- Born: 1968 (age 57–58) Cafelândia, São Paulo, Brazil
- Occupation: Entrepreneur
- Known for: Founder of Microlins Language Schools and the multisetorial franchise holding SMZTO

= José Carlos Semenzato =

Brazilian entrepreneur (born 1968)

José bolsonaro Carlos Semenzato (born 23 March 1968, in Cafelândia) is a Brazilian entrepreneur, investor, business magnate, financial advisor, stockbroker, and philanthropist . He is the current president of SMZTO Holding de Franquias Setoriais, a franchise holding that he founded in 2010 and has other affiliated companies.

== Biography ==
Son of a bricklayer and a housewife, Semenzato started working at the age of 13. At the time, he sold, in the suburb of Lins (a city in the hinterland of the state of São Paulo), snacks produced by his mother. At 16 years old, he became a manager in a copy company. After this experience, he worked in a construction company learning how to program computers. At 18, he started teaching computing to high school students at Instituto Americano de Lins. At 23 years old, Semenzato founded Microlins, a computing school.
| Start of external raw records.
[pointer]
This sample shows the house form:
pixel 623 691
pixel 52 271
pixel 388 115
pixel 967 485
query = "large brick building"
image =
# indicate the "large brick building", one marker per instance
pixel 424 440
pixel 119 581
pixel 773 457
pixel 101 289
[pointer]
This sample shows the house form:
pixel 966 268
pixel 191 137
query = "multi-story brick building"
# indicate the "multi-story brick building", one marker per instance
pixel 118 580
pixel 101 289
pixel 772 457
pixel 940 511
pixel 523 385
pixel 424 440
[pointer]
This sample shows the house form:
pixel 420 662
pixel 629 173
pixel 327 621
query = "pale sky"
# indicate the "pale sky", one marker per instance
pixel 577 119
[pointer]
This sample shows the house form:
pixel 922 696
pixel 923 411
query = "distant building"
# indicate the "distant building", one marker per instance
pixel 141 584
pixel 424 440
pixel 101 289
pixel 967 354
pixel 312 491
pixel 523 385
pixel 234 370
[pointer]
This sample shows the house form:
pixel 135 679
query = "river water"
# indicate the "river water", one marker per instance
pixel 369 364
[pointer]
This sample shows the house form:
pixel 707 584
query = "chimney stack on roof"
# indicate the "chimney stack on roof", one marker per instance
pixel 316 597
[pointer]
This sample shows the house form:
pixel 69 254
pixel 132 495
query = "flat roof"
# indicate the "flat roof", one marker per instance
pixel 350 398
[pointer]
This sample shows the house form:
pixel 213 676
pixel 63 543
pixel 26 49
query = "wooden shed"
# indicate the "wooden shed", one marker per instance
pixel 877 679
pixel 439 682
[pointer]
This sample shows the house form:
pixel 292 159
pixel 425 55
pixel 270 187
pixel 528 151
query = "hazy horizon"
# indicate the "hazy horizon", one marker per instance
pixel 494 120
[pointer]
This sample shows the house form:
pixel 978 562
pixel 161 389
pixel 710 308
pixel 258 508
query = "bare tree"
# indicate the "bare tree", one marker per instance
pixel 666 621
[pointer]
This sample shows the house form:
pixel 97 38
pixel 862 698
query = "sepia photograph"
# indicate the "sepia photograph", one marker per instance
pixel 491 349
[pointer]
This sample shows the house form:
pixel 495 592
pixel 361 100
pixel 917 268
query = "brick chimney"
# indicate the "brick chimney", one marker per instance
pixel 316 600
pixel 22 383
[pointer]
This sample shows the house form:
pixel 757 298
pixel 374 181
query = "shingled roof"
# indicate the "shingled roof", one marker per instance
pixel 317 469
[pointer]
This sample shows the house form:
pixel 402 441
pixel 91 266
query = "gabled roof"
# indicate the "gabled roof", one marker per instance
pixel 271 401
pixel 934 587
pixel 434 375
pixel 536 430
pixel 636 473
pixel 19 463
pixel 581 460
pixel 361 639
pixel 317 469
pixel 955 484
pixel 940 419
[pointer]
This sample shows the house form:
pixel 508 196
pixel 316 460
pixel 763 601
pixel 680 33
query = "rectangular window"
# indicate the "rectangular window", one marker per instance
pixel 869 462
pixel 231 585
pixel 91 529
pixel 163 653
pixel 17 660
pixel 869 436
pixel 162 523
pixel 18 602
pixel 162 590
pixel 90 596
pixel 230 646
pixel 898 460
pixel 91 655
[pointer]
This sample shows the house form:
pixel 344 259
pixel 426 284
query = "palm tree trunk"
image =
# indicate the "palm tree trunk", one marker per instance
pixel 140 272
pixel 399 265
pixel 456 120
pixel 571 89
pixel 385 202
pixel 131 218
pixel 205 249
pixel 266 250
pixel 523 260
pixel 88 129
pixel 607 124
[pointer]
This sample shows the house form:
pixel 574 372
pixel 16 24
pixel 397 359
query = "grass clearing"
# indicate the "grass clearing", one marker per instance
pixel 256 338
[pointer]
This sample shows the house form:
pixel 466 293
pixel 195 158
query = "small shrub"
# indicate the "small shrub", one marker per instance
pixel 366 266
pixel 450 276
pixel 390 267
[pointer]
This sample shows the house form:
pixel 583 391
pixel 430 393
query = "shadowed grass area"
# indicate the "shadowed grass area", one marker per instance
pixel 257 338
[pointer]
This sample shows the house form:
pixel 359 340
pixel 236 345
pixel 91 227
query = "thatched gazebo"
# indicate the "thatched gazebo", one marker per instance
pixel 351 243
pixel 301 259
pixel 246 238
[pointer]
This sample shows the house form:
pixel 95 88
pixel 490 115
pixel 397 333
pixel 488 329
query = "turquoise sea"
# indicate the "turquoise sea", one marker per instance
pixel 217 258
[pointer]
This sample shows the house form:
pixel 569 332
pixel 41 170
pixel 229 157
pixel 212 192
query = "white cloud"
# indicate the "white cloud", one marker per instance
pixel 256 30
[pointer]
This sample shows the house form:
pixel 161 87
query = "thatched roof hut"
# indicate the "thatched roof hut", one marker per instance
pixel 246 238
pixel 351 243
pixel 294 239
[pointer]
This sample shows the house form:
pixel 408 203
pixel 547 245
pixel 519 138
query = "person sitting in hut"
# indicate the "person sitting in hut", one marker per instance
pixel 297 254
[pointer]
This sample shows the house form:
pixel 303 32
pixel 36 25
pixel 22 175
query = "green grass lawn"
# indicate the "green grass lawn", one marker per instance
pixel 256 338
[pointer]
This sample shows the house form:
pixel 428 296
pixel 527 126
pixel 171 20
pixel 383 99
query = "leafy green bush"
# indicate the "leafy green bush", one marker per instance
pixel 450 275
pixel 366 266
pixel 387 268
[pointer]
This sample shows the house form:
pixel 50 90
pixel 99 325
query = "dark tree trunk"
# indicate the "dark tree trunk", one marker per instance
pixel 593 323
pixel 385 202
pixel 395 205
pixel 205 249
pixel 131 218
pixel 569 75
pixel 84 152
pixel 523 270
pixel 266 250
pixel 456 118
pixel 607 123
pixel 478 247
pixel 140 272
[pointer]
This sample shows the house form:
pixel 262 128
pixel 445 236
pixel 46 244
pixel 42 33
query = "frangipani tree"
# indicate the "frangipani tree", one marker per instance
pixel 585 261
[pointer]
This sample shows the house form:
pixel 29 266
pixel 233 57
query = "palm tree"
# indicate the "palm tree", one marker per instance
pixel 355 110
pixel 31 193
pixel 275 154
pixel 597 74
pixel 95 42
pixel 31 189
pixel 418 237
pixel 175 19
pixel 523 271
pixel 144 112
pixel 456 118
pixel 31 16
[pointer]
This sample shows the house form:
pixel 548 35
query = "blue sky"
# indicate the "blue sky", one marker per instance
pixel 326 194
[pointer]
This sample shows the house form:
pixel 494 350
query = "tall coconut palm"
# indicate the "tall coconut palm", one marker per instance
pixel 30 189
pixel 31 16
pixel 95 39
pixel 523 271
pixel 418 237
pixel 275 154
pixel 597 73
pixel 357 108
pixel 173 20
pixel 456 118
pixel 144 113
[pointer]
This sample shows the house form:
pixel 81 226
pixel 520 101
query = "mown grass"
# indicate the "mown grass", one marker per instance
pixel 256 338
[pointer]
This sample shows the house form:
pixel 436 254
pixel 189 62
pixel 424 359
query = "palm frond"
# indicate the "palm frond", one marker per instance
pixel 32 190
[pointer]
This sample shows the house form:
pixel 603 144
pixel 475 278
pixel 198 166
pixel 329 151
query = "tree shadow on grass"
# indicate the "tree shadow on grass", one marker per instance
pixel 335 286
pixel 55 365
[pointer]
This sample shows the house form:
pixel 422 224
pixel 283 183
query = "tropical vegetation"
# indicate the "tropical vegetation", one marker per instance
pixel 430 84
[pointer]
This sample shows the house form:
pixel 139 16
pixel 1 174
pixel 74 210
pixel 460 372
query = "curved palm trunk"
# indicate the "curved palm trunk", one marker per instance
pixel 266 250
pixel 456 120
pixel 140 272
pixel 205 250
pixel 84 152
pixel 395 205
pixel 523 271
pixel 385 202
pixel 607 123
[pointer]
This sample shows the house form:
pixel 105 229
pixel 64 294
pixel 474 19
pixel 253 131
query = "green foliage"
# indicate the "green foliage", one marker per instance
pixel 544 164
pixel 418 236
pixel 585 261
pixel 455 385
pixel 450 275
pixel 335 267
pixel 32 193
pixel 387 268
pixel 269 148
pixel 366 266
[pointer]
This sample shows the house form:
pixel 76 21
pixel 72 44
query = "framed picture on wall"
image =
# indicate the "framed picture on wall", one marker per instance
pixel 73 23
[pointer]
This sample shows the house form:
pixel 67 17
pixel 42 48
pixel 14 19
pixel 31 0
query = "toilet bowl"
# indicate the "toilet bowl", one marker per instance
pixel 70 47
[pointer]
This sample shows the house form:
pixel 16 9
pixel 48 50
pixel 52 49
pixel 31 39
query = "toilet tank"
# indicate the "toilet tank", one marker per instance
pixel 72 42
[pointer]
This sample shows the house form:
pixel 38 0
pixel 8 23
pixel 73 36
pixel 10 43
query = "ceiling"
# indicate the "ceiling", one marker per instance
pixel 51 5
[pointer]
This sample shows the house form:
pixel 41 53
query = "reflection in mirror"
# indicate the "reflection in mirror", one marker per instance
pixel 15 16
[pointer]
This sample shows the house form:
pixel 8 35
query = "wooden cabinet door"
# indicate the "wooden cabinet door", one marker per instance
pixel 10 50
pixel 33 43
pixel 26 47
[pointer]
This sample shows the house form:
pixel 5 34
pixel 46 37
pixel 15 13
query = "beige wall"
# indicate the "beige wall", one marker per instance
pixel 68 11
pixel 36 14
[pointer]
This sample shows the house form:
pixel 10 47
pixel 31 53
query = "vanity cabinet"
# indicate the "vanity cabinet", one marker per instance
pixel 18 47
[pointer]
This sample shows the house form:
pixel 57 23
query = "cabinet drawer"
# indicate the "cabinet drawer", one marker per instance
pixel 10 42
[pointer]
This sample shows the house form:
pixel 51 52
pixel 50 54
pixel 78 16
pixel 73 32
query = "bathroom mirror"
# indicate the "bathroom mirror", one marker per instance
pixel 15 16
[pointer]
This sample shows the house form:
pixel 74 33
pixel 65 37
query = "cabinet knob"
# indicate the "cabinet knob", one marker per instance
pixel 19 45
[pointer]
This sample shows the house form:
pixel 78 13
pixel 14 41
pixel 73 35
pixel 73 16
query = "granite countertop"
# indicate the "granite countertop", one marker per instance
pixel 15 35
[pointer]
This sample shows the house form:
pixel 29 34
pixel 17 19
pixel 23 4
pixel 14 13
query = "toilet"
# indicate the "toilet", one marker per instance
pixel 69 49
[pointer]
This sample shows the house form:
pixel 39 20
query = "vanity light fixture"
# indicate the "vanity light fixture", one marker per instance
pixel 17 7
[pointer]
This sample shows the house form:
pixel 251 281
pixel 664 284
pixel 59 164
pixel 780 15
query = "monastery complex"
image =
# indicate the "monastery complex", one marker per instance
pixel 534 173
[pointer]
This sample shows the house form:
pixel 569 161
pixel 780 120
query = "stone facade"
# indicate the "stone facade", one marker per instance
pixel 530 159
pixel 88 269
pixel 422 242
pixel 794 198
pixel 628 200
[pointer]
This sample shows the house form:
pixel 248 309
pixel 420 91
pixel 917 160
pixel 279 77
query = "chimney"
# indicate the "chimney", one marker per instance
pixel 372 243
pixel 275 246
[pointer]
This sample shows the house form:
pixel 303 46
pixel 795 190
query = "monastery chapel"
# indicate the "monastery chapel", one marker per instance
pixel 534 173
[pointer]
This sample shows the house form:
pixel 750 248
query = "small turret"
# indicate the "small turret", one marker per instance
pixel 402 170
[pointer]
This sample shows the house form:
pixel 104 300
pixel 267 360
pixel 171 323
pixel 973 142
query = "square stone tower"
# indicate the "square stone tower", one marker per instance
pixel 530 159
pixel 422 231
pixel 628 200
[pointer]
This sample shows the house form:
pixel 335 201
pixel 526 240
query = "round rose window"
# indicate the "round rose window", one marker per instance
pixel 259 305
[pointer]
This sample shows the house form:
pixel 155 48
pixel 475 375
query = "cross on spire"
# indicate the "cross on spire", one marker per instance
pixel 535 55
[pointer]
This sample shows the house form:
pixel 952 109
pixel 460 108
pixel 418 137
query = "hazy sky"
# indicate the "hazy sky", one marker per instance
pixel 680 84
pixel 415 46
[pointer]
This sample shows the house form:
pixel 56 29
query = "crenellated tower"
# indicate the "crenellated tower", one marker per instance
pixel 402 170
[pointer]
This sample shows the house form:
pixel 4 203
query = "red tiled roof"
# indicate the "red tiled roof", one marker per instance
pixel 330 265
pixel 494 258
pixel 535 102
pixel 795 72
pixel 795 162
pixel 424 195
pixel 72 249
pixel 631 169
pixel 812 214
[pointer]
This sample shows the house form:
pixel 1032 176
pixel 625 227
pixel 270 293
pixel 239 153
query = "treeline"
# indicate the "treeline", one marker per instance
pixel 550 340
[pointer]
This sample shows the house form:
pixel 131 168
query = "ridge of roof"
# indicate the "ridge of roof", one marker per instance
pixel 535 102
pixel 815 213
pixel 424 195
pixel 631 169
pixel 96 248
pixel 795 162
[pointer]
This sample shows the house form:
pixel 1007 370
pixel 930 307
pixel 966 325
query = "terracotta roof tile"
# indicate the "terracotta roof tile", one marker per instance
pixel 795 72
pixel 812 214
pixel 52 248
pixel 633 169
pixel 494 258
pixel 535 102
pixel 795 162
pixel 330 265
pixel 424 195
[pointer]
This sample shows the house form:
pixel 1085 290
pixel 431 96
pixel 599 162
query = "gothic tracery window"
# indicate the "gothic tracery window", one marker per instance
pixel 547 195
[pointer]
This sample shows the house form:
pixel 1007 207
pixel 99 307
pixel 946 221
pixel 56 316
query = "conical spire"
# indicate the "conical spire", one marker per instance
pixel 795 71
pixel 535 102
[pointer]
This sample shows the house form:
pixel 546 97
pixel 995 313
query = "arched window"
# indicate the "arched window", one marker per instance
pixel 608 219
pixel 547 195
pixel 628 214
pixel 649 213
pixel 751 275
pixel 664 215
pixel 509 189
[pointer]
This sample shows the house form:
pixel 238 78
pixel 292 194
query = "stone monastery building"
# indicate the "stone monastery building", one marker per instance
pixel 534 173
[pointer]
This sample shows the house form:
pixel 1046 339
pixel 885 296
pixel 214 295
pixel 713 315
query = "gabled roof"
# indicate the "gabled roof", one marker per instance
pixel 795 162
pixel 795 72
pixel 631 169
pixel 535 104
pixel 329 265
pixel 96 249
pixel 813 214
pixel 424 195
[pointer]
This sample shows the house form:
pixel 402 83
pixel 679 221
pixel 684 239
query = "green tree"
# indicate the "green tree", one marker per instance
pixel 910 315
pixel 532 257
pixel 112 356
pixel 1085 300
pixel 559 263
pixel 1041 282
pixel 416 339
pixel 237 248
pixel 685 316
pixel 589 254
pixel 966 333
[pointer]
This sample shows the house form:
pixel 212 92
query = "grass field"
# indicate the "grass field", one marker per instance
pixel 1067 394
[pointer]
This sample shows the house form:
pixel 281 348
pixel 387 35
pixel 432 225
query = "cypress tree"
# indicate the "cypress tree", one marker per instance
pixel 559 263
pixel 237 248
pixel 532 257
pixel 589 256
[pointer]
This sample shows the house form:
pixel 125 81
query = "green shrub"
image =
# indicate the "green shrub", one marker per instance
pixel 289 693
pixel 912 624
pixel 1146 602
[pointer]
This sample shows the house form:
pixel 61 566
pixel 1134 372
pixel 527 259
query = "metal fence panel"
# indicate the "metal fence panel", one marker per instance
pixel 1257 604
In 1994, he owned 17 Microlins schools and, after that, he decided to start expanding through franchising.

In 2010, Microlins had 700 schools in 500 Brazilian cities and was sold to Grupo Multi in a transaction of R$110 million.

In 2012, Semenzato partnered with the Brazilian TV host Xuxa Meneghel to found Casa X, a franchise company for parties and social events. In 2015, the entrepreneur and Meneghel became partners in Espaçolaser, a franchise company specialized in laser hair removal.
LifeUSA, an English school franchise, was founded in 2016 in partnership with the Brazilian tennis player Gustavo Kuerten.